In an industry renowned for its brutal business cycles, nothing could have prepared Malaysia Airlines for last year.
Two tragedies — one of which continues to play out as the world’s greatest aviation mystery — and the resulting avalanche of negative publicity has left the airline battered and bruised.
But not broken. Those who predicted the imminent demise of Malaysian Airlines in the wake of the disappearance of MH370 last March, and the shooting down of MH17 a little more than three months later, have been proved wrong.
One year on, the airline’s immediate financial crisis is drawing to a close, and the company has developed a turnaround plan. In fact, the controlling shareholder now talks of a return to profit by 2017.
Aviation experts say the key now is to follow through on reforms.
Khazanah Nasional, the country’s sovereign wealth fund, in November unveiled a five-year, $1.8 billion restructure. Key reforms included cutting unprofitable routes, putting in new senior management and slashing what is commonly described as a “bloated workforce”. Six thousand employees are earmarked to go from a workforce of about 19,000.
“Although the tragedies have been devastating for MAS, they are also a catalyst for change,” said Geoff Thomas of Flightratings.com.
“We are seeing signs today that they are at least looking at necessary steps to survive in the modern competitive world.”
But saying is one thing; doing is another. According to Maybank aviation analyst Mohshin Aziz, there are few signs yet that Kazanah is following through on the hard decisions. And there may be one simple reason for that: the plunging price of oil.
“Oil prices have just about halved and right now just about every route is making money. The momentum on the need to reform in a great hurry is definitely not there anymore,” said Aziz.
Financial losses are also nothing new at the airline.
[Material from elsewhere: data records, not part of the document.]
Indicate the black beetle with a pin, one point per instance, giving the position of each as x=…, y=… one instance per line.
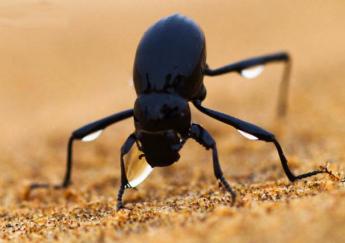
x=169, y=68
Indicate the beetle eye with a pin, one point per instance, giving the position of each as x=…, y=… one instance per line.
x=92, y=136
x=136, y=167
x=252, y=72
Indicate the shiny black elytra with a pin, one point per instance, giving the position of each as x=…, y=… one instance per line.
x=169, y=68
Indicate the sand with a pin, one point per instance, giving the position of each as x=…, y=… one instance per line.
x=65, y=64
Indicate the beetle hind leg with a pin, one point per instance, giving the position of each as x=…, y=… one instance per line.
x=254, y=132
It hasn’t turned a profit since 2008. In the five years to 2013, cumulative losses are close to $1.5 billion, despite earlier attempts at restructuring and billions of dollars’ worth of financial lifelines from the government.
What may be different this time around is that Khazanah has recruited a new CEO with a history of dramatic turnarounds.
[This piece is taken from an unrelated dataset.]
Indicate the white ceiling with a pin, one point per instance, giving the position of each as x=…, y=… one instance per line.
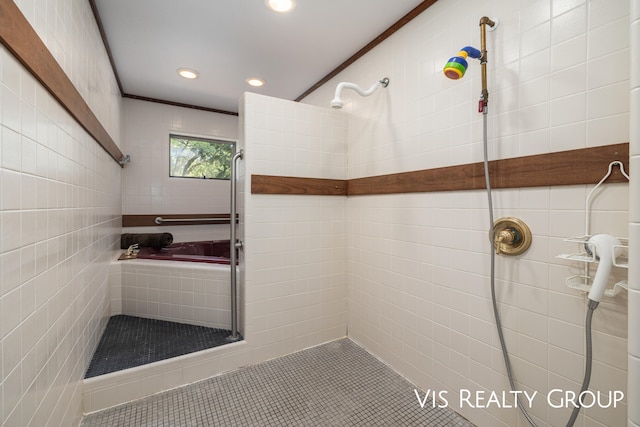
x=228, y=41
Christoph Mueller comes from the Irish carrier Aer Lingus. He joined the carrier in 2009 when it was struggling in the face of tough competition and leaves it with a strong business model and consistent profits.
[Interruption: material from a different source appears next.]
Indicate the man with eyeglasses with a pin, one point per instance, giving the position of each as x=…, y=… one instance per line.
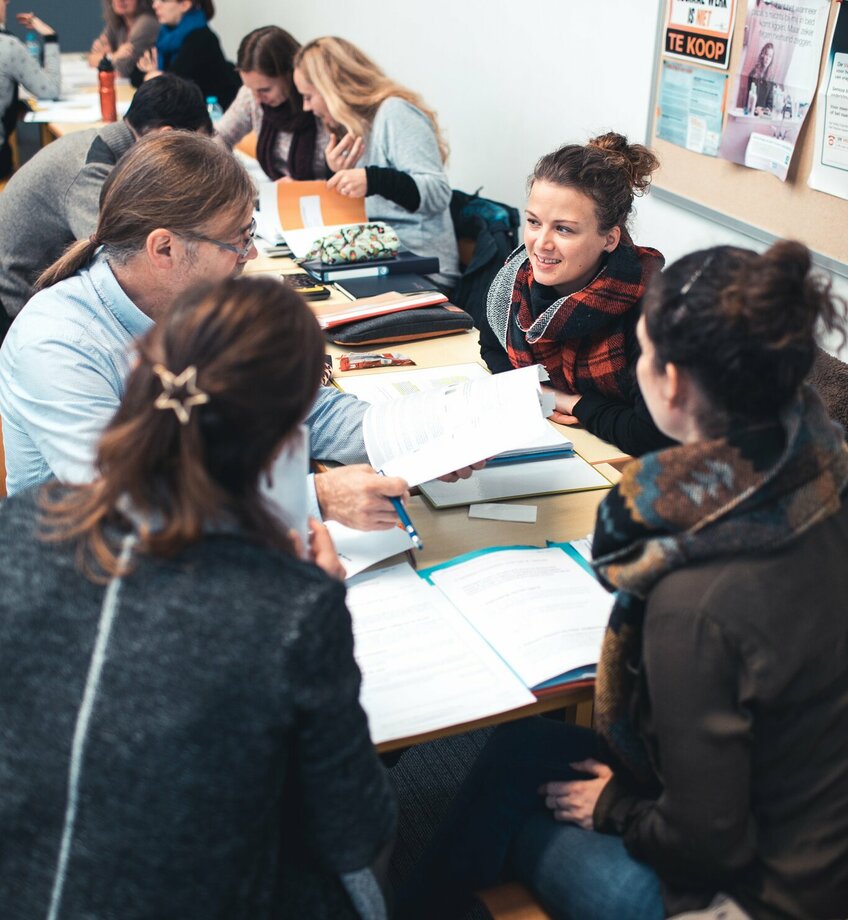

“Will he be able to ram through the sort of changes needed at MAS, or will there have to be a compromise,” Thomas asked.
“There is a lot of pride attached by governments to their flag carriers, so there is likely to be opposition to a slimmed-down carrier that doesn’t take Malaysia to the world.”
For Aziz, though, any meaningful reform has to include fewer routes.
Gulf carriers including Emirates have taken a big bite out or profitability in many of Malaysia’s long-haul routes to Europe, while low-cost airlines like AirAsia have undermined the airline’s regional strength.
One element the airline clearly has in its favor is a wellspring of loyalty at home.
“The airline is in our DNA,” said Aziz. “It’s what we grew up with and Malaysians will always support it. It’s part of us. And that accounts for something.”
The question is, can the airline marry that loyalty with hard-headed business decisions?